Do political dynasties hinder development?

Project Active from to State and Political Economy

  • Political dynasties are a prevalent form of transmission of political power in many democracies. This paper examines the incentives of dynastic politicians to engage in local development in the aftermath of natural disasters.
  • Using a flooding disaster that affected Pakistan in 2010, data from national assembly elections, and spending on development programmes by elected politicians in their home constituencies between 2008 and 2013, this paper examined the question of whether political dynasties hinder development.
  • The results show that development expenditures are 10.9% lower in flood affected areas with dynastic politicians than in areas without floods and dynastic politicians.
  • This is suggestive of lower effort by dynastic politicians in a weak democratic system with entrenched political power.

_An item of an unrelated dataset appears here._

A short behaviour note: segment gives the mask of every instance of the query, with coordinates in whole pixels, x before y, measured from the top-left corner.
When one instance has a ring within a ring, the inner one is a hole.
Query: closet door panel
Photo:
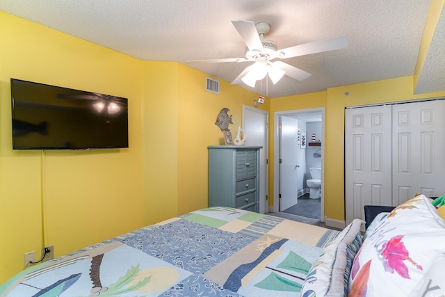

This study will examine the effect of political dynasties on local economic development. A political dynasty is defined as a network of family politicians who come to power in an election based regime. Dynasties are a prevalent form of transmission of political power in many new as well as established democracies. The results of this project are relevant to understanding politicians' incentives to act in the interest of voters in democracies where de facto political power is concentrated in dynastic networks.

Spending was lower in all constituencies that experienced flooding. This is most likely due to the crowd out of politician effort by expenditure by other actors, such as donors or the federal government. However, the effect was greater in areas with dynastic politicians. I found that development expenditures in constituencies that were affected by floods and had a dynastic member of national assembly were lower by 10.9% than in constituencies unaffected by floods and without a dynastic member of national assembly. This differed depending on the dynastic politician's power base. Landholding politicians were more likely to engage in development expenditure than those with biradari (clan) connections. This points to heterogeneity in the effects of dynastic politics on development.

Overall, the results of this study emphasise the importance of dynastic political power as a determinant of politicians’ incentives to act in the interest of citizens. In fragile democracies where political power can be concentrated in a small elite class and is handed down through family linkages, political participation needs to be broadened.